Pensé comme un divertissement du samedi soir, Le Cas 39 n'oublie pas de se ménager quelques plages plus spectaculaires. Et c'est précisément là que le film se prend les pieds dans le tapi. Moment clé du film, une attaque de frelons, proprement glaçante sur le papier, s'avère ainsi bien fade à l'écran. Le tout CGI d'une part ne se fait pas sans dégâts et d'autres part, la scène évoque directement une similaire (mais avec des araignées) d'Urban Legend 3, à laquelle Mary Lambert avait su donner le potentiel gore et malsain qu'appelle ce genre de mésaventure. D'une extrême à l'autre, il est amusant de voir le réalisateur s'oublier le temps d'une poursuite très Z entre une Lilith en mode berserk et une Emily en mode slip, qui aurait pu être tournée par un Bruno Mattei ayant découvert la shaky-cam.
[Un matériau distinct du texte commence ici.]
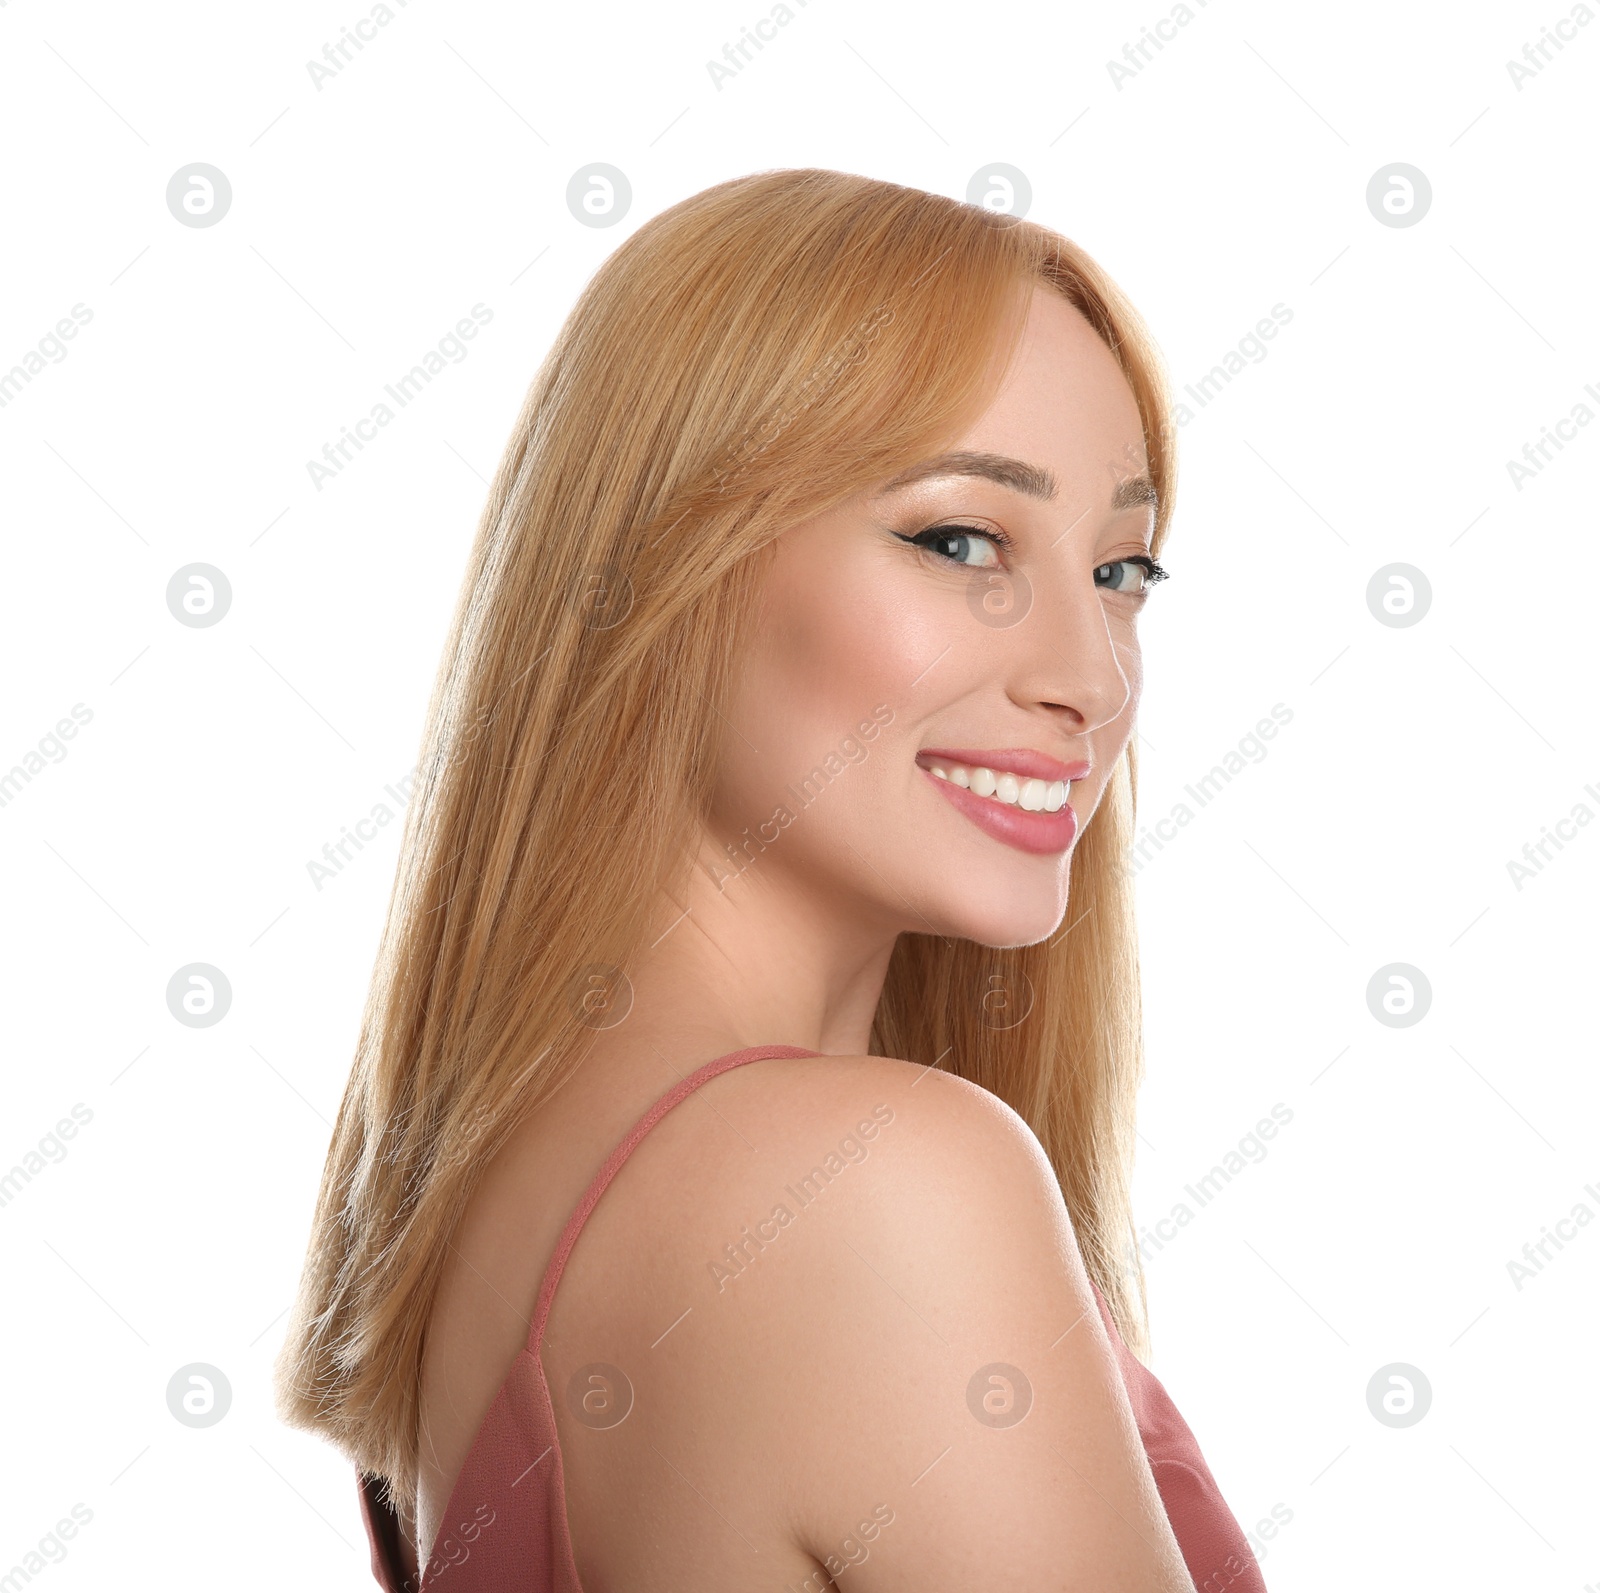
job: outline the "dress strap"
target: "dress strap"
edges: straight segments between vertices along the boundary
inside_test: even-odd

D'une manière générale, constater que le démon de l'affaire, plutôt prompt à balancer des meubles, se trouve systématiquement bloqué par une paire de verrous ne manquera pas de laisser incrédule. De l'horreur à tendance gros sabots, qui  laisse presque déplorer l'absence de la  gerbe de dégueulis verdâtre et du curé en soutane qui aurait permis à l'ensemble de grossir les rangs des folkloriques rejetons de L'Exorciste... Ce qui, paradoxalement, permet de se rendre compte que Le Cas 39, malgré son statut, malgré sa déférence, malgré son humilité, évolue en terrain totalement athée. Une originalité qui a le mérite d'exister et confirme que derrière les présentes images se cache un autre film, plus intriguant, moins calibré. Lequel des deux est l'ange ou le démon, nous risquons malheureusement de ne jamais le savoir.

Le DVD

Edité par Paramount, le DVD est à l'image du film : simple, efficace et vecteur d'indulgence.  Image et son ne suscitent pas de remarques particulières -l'atmosphère dépressive et les tons froids du film sont formellement bien rendus-, côté bonus, c'est un peu la foire à la saucisse. Le premier module, pompeusement nommé Le Dossier Démon : les Secrets du cas 39 consiste en fait en un making of ultra promo où acteurs principaux, producteur et réalisateur participent à l'après-vente. Dans les faits, Renée Zellweger raconte comment le script l'a captivée, pendant que le producteur renchérit d'un implacable "c'est l'un des scripts les plus effrayants que j'ai lu". Wow. Un peu décalage avec l'autocongratulation générale, le réalisateur, visiblement pas dupe de l'exercice, lance quelques phrases toutes faites avant d'expliquer à demi-mot qu'il ne voulait plus faire d'horreur et que le Cas 39 est une pure commande. Finalement, l'acteur Ian Mc Shane reste le tenant de la classe, en tranchant dans les louanges pour cataloguer Le Cas 39 de croisement entre Graine de violence et L'Exorciste. Une définition difficile à contredire (et facile à compléter d'une poignée d'autres titres du genre "possession" et "enfant tueur"). Un maximum de frissons, Un essaim de frelons et Jouer avec le feu sont un peu du même tonneau, maquilleurs et techniciens devant jouer des coudes pour prendre la parole face à des acteurs définitivement sympathiques mais n'ayant définitivement rien d'intéressant à raconter. Bradley Cooper reste néanmoins ravi d'avoir dévasté une salle de bain pour les besoins de sa scène de frelons. Reste un morceau de choix, les scènes coupées, parfois simples extensions qui ont bien fait de choir, où se distinguent deux pépites. La mort alternative du détective Barron, paradoxalement assez hors-sujet par rapport à celle retenue, mais jouant la pleine carte de l'épouvante à l'ancienne pour ressembler... à une scène qu'on aurait coupé du Prince des Ténèbres de Carpenter. Et une fin alternative, beaucoup plus sombre, qu'il n'est pas interdit de préférer au choix final.